Captain Saunders had two sons, one of them, named Owen, was a captain, too, which was a little confusing. He wore a monocle and never stayed very long in Borrisokane, I liked his younger brother, Cecil, better as he was tattooed all over, except his back. When he had a Japenesetyping error in original. artist come from London to tattoo the devil on that, he showed me the designs; but he was not in a happy frame of mind for he could not decide whether he liked the red or the blue devil better and, of course, it could not be changed afterwards. Cecil had an octopus on him and a Chinese dragon and a tiger and a boa-constrictor. They were not just tattooed in blue the way other people have tattoo marks, but in two or three colors, and even my mother, who did not like the idea of anyone being tattooed, had to admire the scaled dragon on his arm.
One day, after the devil was finished, I said to Captain Saunders:
"I hope nothing happens to Cecil. It would be terrible if it did."
"Indeed it would, but he's not ill," he said.
"I don't mean that way," I said. "I was thinking of the tattooing."
The captain knocked the ashes out of his pipe and filled it again.
"Of course, he could be stuffed," he said, looking at the pelican on the mantelpiece. "We might even stuff him first."
I did not quite see how that could be done, but I said nothing more, the subject being a delicate one.
Cecil had an engine, a big green traction engine. When it was going it made so much noise that you could not hear yourself talk, and it had a threshing machine coupled on behind it. At harvest time Cecil used to go around the country in it and do the threshing for the farmers, underbidding the owners of the old -fashioned horse-drawn machines, but he made enough to pay for his fuel and that was all he wanted. Cecil had fair hair that was parted in the middle and a gold bracelet and muscles bigger than my father's, and he wore a monocle when he drove the traction engine.

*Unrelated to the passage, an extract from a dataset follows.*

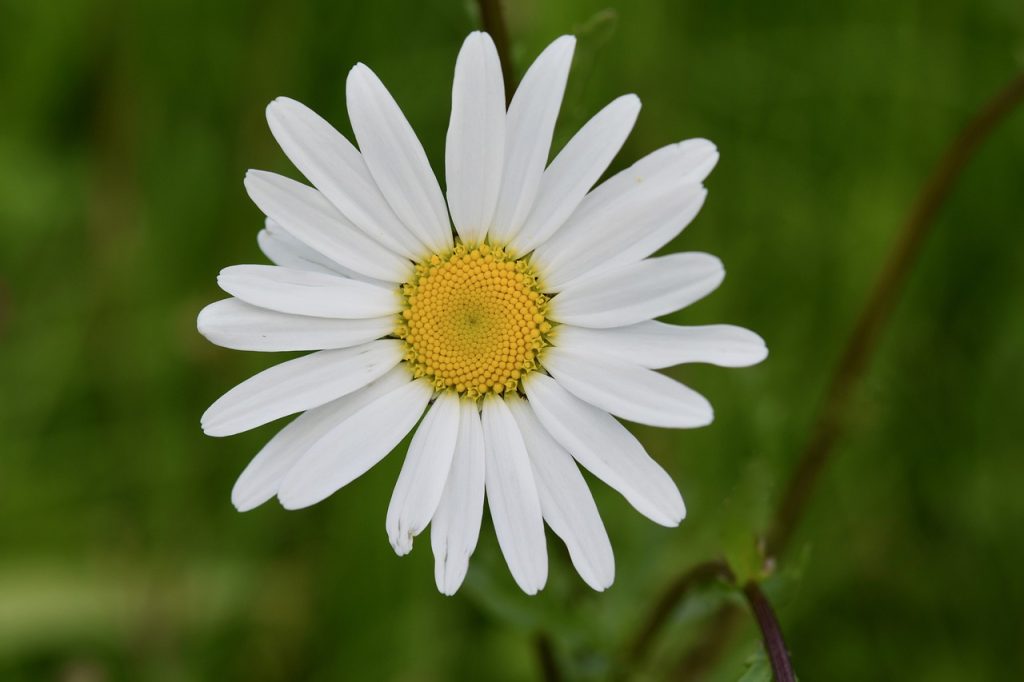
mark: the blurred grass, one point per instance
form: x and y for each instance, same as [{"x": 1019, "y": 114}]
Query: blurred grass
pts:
[{"x": 125, "y": 129}]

Once, when he had a threshing in Borrisokane, he came to tea all smeared up with oil and soot. We had tea in the garden where the chairs were wicker, so he could not do them much harm. My mother liked him and so did my father. He always told us about extraordinary things that had happened to him, and my father used to say:
"Cecil should write, he has a great imagination."
Cecil said he had been to China, so at last I got the truth about the Chinese eating missionaries, and felt relieved because when I wanted to know something I wanted to know it, and kept after it till I did.
"They don't eat missionaries," he said, "but they do eat rotten eggs and rats. And it's quite true about the birdsnests: they make soup of them."
So the geography book was right after all.
Cecil had a motorcar, too. On Sundays he used to drive his mother and father and his brother's fiancée, who was staying with them until Owen came back from South Africa, to church. But he only went to church himself in winter. In summer, after he had left his parents at church, he drove about in the car while service was on. He used to invite me to come along, and if it had not been for Girlie Hobbs, I would have been very unhappy about having to stay in church, knowing I could have been riding around in a motorcar if I had not been a parson's son. Girlie Hobbs sang in the choir and I used to sit next her at morning or evening service on alternate Sundays, as either she or her sister had to be at the farm for the milking, and took turns. She had skin that made you feel like touching her and a very nice smell off her. I always sat as close to her as I could, and when I knew it was her turn to come to church I would hide her hymnbook and psalter after Sunday school so that she was obliged to share mine. This arrangement was quite comfortable when I stood on a hassock, for she was just five inches taller than me and only ten years older. Her sister, Lily, who was goodlooking too, but felt a little bit out of it, used to joke about me and Girlie, and ask when were we going to get married, which I did not mind at all. I had made a point of making friends with Girlie's brothers, who ran the farm with her and Lily, in case we did later on.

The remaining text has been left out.